Как бы там ни было, до сих пор он был согласен бездельничать и размышлять о Дафне, приехавшей в Германию молодой американке с серьезным лицом — довольно — таки привычный тип, — которая ни разу не спросила о его покойном отце или о его собственной сомнительной роли в процессе по делу группы Einzieh, хотя и должна была знать об этом: взглянем правде в глаза, едва ли она могла не знать этого, когда каждый в Вюртенбурге знал все, что только можно было знать.
27
Привратник получил определенное удовольствие — просто исполняя свой долг, — когда сообщил ему, что Дафна уехала. Он всматривался в лицо Ульриха, чтобы увидеть, как тот будет реагировать на эту новость. Ульрих повернулся, скованно прошагал к лифту и нажал кнопку пятого этажа, преследуемый беспощадным взором привратника, который мог следить за подъемом Ульриха по указателю этажей над дверью лифта.

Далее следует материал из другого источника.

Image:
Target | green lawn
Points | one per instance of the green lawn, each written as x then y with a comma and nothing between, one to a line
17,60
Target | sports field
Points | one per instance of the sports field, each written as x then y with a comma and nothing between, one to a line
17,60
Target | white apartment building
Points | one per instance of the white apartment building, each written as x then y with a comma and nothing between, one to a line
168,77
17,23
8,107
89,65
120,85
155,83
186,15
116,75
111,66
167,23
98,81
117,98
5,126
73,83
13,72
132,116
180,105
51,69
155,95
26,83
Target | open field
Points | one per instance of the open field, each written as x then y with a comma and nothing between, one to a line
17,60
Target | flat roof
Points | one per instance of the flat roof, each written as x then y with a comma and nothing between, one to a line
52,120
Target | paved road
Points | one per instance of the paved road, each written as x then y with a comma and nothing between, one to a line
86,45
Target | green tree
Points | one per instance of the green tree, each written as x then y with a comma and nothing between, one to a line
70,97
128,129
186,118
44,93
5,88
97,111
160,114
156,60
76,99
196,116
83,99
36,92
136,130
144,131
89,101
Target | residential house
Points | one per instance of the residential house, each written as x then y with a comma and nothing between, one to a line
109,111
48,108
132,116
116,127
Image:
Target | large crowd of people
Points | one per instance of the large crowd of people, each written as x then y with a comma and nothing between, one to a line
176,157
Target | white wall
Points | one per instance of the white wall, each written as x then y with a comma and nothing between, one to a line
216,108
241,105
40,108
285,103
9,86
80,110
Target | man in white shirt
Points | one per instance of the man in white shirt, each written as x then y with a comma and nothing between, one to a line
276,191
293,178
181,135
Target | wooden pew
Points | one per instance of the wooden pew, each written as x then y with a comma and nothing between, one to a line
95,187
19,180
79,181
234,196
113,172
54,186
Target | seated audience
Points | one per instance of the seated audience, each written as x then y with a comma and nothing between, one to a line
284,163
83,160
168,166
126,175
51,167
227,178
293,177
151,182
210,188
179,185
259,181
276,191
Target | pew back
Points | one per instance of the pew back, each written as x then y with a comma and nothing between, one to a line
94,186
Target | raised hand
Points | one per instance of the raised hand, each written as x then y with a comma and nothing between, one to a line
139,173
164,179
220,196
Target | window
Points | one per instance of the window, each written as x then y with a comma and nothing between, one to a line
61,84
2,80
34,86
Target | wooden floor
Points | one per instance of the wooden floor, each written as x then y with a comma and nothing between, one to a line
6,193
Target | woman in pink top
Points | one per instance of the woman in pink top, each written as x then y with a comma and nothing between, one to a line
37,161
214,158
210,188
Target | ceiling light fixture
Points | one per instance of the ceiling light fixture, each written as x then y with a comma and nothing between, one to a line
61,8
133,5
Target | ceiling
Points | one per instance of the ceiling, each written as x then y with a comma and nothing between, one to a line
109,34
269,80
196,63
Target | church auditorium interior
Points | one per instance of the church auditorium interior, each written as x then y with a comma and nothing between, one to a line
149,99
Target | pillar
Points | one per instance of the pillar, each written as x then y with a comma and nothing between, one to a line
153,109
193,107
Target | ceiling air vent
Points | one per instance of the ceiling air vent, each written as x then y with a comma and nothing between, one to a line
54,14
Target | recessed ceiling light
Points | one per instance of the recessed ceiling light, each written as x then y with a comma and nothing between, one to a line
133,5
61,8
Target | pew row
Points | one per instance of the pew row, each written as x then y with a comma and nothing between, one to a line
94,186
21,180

Прочтя засунутое ему под дверь письмо, Ульрих поднялся пешком на этаж выше и, воспользовавшись оставленным ключом, зашел к ней в квартиру. Здесь было прохладнее, чем у него. Она оставила всю мебель, как бывшую здесь до ее приезда, так и купленную ею: письменный стол, обеденный стол, стулья, книжный шкаф, ковры, лампу. В одном углу — стопка книг. Он тщательно просмотрел их и с долей удовлетворения обнаружил, что его книг среди них нет. На кухне было все, что нужно, и он сделал себе чашку кофе, которую выпил, разглядывая ее вещи. Телефон еще не был отключен. В любой момент кто-то мог позвонить. Какой-нибудь студент. Друг? Могла позвонить даже она сама. Изменив в последнюю минуту планы. Как же она все это объяснит? Судя по всему, собиралась она в большой спешке и поехала прямо в аэропорт. К письму она присовокупила также и постскриптум, который он воспринял довольно болезненно. Я не намерена быть у тебя в жизни очередной женщиной, которая кончит в одной из твоих книг. Должно быть, со своим обычным легкомыслием он оставил у себя на столе рукопись, и она, чего доброго, заглянула в нее — или, что еще хуже, в его парижский блокнот.
28
Он поехал в аэропорт и проверил в нескольких компаниях, не покупала ли Дафна Хейзендрак билет на один из американских рейсов. Не покупала, по крайней мере под своим именем. Не удовлетворившись этим, побуждаемый Grundlichkeit, немецкой основательностью, к дальнейшему расследованию, он поинтересовался в «Люфтганзе», не улетала ли сегодня утром в Женеву некая мисс Дафна Хейзендрак. Он объяснил, что она его племянница и обещала позвонить ему по прибытии в Женеву. Не дождавшись от нее звонка, он хотел бы узнать, улетела она на самом деле или, сколь бы неправдоподобно это ни звучало, внезапно передумала. Симпатичную служащую не обманула его история. Больно знакомо. Его племянница, как же. Ей не полагалось сообщать те сведения, которыми он интересовался. Он улыбнулся. Ваша племянница, сказала она, проверив списки, улетела в Женеву последним дневным рейсом. С посадкой в Цюрихе. Прибытие в Женеву — 8.05.